Par Abdel Bari Atwan
Les affrontements à Ain al-Hilweh semblent s’inscrire dans le cadre d’un projet plus large, soutenu par Israël et visant à semer la discorde.
Je m’attendais à ce que la réunion des chefs de factions palestiniennes, convoquée et présidée par le président Mahmoud Abbas, qui s’est tenue dimanche dans la station balnéaire égyptienne d’Al-Alamein, se solde par un échec.
Mais je ne m’attendais pas à ce que cet échec se traduise aussi rapidement par des affrontements armés inattendus dans le camp d’Ain al-Hilweh au Sud-Liban – qui abrite 54 000 réfugiés palestiniens – entre des éléments du mouvement Fatah et des groupes islamistes radicaux.
Les combats ont éclaté quelques jours seulement après une visite de Majed Faraj, chef des services de renseignement de l’Autorité palestinienne (AP) en Cisjordanie et commandant de facto de ses forces de sécurité qui collaborent avec l’occupation.
Ces affrontements, qui ont fait jusqu’à présent neuf morts, ont coïncidé avec la montée en flèche des tensions entre les forces de la résistance libanaise dirigées par le Hezbollah et l’État d’occupation israélien.
Ce dernier a déclaré l’état d’alerte parmi ses forces sur le front nord, et son premier ministre et son ministre de la défense ont tous deux menacé une nouvelle fois de ramener le Liban à l’âge de pierre.
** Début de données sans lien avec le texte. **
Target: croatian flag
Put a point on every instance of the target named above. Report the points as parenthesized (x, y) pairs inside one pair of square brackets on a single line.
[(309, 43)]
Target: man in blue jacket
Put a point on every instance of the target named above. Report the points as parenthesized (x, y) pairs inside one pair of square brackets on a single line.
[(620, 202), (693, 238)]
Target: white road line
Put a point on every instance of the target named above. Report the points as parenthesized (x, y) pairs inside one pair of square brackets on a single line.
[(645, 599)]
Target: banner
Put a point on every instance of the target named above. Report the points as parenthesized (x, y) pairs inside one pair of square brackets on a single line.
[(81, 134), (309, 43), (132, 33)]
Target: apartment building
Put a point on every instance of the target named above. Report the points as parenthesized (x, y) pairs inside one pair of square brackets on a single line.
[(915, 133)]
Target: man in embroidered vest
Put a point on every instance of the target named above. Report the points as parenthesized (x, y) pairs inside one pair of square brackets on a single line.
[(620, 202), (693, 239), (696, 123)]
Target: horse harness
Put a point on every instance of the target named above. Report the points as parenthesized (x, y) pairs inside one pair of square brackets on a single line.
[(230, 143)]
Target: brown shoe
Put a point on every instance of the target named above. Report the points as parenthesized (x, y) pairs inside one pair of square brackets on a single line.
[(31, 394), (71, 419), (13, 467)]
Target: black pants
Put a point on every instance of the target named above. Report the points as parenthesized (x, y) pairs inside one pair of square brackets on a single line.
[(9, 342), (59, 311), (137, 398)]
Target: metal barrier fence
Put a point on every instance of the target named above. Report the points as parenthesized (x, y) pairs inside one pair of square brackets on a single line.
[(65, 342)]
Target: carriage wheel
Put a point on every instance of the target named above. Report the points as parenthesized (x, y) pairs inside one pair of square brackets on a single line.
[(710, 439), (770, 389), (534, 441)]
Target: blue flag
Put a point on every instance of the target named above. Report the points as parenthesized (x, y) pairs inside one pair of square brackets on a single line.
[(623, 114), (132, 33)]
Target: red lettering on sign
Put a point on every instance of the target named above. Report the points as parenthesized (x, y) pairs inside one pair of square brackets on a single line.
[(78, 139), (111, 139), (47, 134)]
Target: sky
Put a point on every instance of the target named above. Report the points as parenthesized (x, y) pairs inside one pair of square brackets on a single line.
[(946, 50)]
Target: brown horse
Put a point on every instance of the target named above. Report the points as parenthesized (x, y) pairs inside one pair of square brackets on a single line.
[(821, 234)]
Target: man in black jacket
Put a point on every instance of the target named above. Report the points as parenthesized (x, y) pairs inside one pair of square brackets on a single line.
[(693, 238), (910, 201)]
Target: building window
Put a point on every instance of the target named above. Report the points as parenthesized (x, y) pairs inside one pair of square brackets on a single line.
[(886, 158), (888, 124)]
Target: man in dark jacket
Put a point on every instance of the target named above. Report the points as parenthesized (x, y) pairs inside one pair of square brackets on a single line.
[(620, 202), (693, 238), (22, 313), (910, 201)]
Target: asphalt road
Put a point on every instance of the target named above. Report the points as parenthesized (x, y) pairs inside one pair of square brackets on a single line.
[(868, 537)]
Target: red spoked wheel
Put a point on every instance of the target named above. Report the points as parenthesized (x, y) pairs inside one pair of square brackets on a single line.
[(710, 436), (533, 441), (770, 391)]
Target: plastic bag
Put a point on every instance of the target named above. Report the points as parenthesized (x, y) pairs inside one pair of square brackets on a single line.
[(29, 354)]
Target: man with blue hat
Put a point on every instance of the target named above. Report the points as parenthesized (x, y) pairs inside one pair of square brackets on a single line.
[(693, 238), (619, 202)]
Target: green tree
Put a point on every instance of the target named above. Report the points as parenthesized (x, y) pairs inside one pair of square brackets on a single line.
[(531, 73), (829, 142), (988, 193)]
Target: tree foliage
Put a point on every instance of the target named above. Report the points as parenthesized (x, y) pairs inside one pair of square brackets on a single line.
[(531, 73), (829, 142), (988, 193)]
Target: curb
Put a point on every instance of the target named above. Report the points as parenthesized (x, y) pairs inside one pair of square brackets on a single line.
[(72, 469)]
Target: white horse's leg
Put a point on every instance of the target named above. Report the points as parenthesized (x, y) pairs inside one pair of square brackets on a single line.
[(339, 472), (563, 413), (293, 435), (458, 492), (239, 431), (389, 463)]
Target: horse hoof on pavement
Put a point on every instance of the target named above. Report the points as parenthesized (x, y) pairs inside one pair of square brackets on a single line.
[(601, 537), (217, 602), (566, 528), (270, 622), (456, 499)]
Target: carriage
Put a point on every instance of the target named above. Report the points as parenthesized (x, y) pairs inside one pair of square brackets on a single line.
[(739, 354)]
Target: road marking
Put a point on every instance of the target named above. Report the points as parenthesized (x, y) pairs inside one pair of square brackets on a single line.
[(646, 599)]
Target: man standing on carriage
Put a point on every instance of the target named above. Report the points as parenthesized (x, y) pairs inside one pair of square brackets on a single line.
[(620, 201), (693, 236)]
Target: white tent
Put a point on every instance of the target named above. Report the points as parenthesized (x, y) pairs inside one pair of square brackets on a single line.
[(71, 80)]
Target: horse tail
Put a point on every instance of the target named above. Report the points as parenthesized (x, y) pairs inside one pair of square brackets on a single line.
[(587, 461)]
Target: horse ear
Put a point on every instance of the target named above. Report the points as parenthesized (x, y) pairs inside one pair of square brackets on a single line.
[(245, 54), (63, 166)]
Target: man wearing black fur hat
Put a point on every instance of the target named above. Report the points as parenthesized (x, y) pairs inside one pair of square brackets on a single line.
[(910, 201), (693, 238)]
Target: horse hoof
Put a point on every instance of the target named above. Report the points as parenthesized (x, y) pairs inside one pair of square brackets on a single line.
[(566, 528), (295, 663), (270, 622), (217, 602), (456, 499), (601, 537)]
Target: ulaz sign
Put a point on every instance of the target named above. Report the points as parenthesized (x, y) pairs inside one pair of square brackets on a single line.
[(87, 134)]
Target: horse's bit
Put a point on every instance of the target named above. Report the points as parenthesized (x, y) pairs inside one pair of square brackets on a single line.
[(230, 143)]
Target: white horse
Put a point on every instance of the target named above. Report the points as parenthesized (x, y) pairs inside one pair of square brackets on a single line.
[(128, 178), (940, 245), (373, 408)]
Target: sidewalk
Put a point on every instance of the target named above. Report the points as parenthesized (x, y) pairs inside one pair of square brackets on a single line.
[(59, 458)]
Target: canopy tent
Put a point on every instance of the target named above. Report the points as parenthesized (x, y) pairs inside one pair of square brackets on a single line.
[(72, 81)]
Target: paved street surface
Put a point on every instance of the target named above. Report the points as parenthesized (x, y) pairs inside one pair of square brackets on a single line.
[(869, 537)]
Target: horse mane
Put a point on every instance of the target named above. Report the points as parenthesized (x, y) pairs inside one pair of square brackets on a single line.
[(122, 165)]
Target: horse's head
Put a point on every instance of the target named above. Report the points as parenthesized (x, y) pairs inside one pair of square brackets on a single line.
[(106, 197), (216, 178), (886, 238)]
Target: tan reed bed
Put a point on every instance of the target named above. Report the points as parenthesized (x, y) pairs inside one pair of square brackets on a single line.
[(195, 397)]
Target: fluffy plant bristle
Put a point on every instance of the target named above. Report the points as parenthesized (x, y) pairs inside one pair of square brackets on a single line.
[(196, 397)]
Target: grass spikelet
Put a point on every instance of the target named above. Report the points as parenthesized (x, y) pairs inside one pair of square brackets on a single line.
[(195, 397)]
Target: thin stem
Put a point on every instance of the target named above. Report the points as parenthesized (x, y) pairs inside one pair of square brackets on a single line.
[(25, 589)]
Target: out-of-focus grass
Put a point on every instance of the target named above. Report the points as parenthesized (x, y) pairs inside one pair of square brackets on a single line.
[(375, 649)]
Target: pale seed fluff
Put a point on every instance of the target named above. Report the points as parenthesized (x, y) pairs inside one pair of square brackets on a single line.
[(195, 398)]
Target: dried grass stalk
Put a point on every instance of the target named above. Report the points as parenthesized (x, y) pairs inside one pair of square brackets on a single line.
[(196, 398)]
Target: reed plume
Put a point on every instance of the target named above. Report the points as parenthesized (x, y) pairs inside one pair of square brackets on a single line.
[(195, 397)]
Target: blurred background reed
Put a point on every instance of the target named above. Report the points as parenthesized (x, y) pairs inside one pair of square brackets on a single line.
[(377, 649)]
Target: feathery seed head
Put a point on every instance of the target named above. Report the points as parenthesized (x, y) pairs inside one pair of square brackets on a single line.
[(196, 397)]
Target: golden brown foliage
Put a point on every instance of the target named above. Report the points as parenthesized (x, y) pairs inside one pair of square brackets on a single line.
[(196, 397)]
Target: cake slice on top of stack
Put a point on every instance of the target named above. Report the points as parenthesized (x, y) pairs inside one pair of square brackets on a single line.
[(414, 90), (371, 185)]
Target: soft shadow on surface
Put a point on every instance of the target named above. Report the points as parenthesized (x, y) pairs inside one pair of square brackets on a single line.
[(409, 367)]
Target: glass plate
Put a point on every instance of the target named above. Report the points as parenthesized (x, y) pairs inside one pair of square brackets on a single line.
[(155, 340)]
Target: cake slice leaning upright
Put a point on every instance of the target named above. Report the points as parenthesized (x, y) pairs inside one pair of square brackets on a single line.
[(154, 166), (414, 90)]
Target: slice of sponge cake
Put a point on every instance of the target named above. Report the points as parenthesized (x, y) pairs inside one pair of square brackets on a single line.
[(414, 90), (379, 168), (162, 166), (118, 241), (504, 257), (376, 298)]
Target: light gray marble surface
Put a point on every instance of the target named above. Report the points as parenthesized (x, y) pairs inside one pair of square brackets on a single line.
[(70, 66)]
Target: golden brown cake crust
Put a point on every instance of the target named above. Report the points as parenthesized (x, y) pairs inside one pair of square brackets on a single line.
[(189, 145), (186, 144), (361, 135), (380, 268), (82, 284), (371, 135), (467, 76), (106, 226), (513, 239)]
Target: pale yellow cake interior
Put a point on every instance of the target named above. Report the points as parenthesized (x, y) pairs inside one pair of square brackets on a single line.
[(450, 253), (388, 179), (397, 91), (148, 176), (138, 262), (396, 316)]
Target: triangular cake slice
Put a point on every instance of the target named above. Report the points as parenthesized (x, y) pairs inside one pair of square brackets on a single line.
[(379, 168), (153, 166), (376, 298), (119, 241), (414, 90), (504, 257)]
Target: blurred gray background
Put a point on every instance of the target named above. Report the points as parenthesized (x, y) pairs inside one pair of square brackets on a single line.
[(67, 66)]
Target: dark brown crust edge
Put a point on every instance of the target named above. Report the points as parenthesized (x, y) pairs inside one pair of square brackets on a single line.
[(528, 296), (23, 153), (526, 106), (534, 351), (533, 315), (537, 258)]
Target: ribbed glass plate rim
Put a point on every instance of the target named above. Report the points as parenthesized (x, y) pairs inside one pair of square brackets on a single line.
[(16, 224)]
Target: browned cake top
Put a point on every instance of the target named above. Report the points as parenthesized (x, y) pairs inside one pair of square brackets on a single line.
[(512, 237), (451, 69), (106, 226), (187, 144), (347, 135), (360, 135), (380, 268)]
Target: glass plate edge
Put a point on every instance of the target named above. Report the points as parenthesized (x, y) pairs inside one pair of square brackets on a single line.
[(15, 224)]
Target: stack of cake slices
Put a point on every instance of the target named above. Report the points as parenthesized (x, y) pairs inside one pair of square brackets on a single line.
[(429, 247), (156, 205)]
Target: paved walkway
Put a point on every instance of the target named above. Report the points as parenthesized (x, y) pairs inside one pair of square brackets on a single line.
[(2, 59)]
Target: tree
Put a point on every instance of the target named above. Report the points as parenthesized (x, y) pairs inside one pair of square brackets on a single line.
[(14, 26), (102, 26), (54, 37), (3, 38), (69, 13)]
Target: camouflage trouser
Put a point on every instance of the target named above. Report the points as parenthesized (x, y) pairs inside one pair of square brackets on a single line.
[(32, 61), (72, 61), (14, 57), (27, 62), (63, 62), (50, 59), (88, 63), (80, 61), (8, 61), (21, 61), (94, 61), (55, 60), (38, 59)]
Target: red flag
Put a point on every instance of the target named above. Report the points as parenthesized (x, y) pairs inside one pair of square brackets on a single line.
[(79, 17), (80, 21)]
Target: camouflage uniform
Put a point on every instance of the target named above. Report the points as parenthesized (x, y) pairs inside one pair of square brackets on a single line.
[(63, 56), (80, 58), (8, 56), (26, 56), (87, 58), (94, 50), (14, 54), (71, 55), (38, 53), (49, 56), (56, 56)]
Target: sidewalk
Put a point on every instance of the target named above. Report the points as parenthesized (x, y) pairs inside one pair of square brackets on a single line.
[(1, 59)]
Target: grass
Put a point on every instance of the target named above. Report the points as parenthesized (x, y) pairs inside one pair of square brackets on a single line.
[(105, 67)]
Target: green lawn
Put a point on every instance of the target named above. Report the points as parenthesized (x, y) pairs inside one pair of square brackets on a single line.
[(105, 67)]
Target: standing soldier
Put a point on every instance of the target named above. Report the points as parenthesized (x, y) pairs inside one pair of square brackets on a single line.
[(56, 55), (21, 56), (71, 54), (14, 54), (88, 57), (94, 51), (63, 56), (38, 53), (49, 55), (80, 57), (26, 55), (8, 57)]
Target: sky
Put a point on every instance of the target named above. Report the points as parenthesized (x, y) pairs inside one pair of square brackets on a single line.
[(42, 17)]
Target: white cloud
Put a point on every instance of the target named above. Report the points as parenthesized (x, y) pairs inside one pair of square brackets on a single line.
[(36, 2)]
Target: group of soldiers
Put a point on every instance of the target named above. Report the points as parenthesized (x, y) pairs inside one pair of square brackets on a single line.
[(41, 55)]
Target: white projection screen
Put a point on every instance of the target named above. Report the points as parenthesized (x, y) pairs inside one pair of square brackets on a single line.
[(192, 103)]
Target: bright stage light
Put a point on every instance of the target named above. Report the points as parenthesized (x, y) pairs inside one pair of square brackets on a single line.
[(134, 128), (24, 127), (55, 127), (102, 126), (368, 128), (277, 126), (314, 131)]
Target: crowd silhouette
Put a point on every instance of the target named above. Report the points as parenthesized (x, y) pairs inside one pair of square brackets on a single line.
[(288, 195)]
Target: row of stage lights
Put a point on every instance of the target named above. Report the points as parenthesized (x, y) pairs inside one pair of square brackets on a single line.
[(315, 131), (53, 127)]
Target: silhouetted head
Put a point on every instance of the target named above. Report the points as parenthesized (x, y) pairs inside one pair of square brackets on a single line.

Je n’entrerai pas dans les détails des affrontements et des factions impliquées, ni dans l’intervention de l’armée libanaise qui a encerclé le camp après que certains de ses soldats qui occupaient un poste à proximité ont été visés par des tirs d’artillerie délibérés mais non attribués.
Mais il est impossible d’écarter les soupçons que plusieurs parties libanaises et palestiniennes nourrissent à l’égard de la visite sans précédent de Faraj au Liban et de son véritable objectif.
J’ai glané quelques informations sur sa visite auprès de plusieurs sources libanaises et palestiniennes fiables.
Tout d’abord, Faraj a demandé à rencontrer le chef du mouvement du Jihad islamique basé au Liban, Ziad al-Nakhaleh, pour discuter du boycott de la réunion d’Al-Alamein par son groupe et du rétablissement du calme dans le camp de réfugiés de Jénine et dans le nord de la Cisjordanie.
Nakhaleh a refusé de le rencontrer – peut-être pour des raisons de sécurité et des raisons politiques – mais il lui a parlé au téléphone et lui a dit qu’il ne négocierait pas avec lui tant que tous les détenus du Jihad islamique et d’autres factions ne seraient pas libérés des prisons de l’Autorité palestinienne.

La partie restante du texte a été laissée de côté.